RNN is a type of neural network that has cyclic connections between its own nodes and is designed to mimic problems that a fully connected network cannot. Most neural networks, such as ANN and CNN, only build weight connections between layers; nodes between layers are disconnected, and nodes must be self-contained. In real life, however, many data are related to one another, necessitating a network model that can incorporate both prior and subsequent information, as well as handle data of any length at the same time. RNN was created to solve difficulties like these.

Fig. 1
figure 1

The architecture of the projected model

4.2 Bi-LSTM

The Bi-LSTM architecture consists of a forward LSTM and a reverse LSTM. The forward and backward layers both perform the usual LSTM function. The forward layer will compute a positive input sequence, whereas the backward layer will compute a reverse time sequence. The output of Bi-LSTMs can be described as a summation function of two hidden layer function outputs.

4.3 Bi-GRU

LSTM is proposed to tackle the “long dependencies” difficulties of regular RNNs, but it also fails to deal with very long-term and many dependencies. As a result, Bi-GRU is better suited to processing very lengthy dependencies since it may use both prior and subsequent data.

5 Results & Discussion

The proposed model has been tested in Python. The proposed model’s performance has been compared to other existing models using Type I and Type II metrics. Negative predictive value (NPV), F1-Score, and Mathews correlation coefficient (MCC) are positive measurements whereas false-positive rate (FPR), false-negative rate (FNR), and false discovery rate (FDR) are negative measures.
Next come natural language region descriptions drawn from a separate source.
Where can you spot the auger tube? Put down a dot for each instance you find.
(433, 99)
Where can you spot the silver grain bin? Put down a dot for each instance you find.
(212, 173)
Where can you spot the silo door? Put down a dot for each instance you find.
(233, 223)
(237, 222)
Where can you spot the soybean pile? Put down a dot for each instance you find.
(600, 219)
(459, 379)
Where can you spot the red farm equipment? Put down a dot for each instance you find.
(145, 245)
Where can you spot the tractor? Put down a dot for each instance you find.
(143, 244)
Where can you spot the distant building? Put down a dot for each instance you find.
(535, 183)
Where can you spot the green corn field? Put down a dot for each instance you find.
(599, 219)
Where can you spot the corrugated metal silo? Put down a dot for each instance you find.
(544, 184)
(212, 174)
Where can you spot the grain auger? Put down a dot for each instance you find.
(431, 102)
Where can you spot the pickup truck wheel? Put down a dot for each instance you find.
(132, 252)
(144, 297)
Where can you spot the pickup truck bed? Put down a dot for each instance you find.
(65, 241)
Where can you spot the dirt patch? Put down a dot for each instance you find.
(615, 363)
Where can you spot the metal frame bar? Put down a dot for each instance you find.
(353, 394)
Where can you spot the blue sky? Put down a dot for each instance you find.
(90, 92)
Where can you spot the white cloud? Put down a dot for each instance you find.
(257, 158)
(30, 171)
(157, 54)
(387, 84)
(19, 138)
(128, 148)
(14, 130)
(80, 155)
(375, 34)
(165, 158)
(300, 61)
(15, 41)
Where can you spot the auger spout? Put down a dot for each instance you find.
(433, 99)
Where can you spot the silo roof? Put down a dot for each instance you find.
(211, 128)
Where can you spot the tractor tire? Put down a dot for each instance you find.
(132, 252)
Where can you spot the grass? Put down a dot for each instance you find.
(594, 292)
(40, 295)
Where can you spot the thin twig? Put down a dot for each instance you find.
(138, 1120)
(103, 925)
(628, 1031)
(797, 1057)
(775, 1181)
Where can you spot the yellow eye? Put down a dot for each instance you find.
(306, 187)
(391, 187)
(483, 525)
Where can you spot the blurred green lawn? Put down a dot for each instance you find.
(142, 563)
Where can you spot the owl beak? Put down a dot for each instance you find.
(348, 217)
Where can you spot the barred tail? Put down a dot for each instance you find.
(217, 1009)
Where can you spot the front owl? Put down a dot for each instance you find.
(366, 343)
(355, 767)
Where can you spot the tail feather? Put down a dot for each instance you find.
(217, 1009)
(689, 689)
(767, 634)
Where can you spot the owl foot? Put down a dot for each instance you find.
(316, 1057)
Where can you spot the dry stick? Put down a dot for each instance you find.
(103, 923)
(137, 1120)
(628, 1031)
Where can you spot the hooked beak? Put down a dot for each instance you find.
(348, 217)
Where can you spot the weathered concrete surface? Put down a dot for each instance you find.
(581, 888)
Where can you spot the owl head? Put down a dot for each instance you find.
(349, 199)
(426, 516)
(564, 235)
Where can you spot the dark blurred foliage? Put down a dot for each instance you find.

The ultimate outcome regarding the landslide forecasting will be acquired by fusing the outcomes acquired from RNN, Bi-LSTM and Bi-GRU. The outcome acquired from RNN is outRNN . The outcome acquired from Bi-LSTM is outBi − LSTM . The outcome acquired from Bi-GRU is outBi − GRU the final outcome is

$$ \textrm{out}=\frac{{\textrm{out}}^{\textrm{RNN}}+{\textrm{out}}^{\textrm{Bi}-\textrm{LSTM}}+{\textrm{out}}^{\textrm{Bi}-\textrm{GRU}}}{3}. $$

This outcome tells about the presence/absence of landslide in input GIS images.

An indication for evaluating the proposed prediction model’s performance is introduced to compare the the mean square error (MSE), root mean square error (RMSE), standard deviation (SD) and mean error (ME) of the simulation results. Equations (1)–(4) illustrate RMSE, MSE, SD, and ME:

$$ RMSE=\sqrt{\frac{\sum_{k=1}^n{\left({y}_k-\hat{y_k}\right)}^2}{N}} $$
(1)
$$ MSE=\frac{\sum_{k=1}^n{\left({y}_k-\hat{y_k}\right)}^2}{N} $$
(2)
$$ SD=\sqrt{\frac{1}{N}{\sum}_{k=1}^n{\left({y}_k-\mu \right)}^2} $$
(3)
$$ ME=\frac{1}{N}{\sum}_{k=1}^n{\left({y}_k-\hat{y_k}\right)}^2 $$
(4)

Where n implies a number of sample data, μ implies the observed data’s arithmetic mean, y k represents \( \hat{y_k} \) denotes the observation and prediction values.

6 Conclusion

We compared the ensemble-of-classifiers model to existing landslide detection methods using the same training and simulation parameters. The effectiveness of the ensemble of classifiers (RNN + Bi-LSTM + Bi-GRU) landslide detection system is compared with vanilla RNN + Bi-LSTM and RNN + Bi-GRU. The experiments proved that the proposed method has outperformed the RNN + Bi-LSTM and RNN + Bi-GRU both in terms of performance measures and robustness. With the hybrid optimization model, our network performs better, which achieves 87% Training Accuracy. The main problem that we faced is training images, which is a very time-consuming task. Our future work will focus on reducing the computational complexities of this landslide detection system.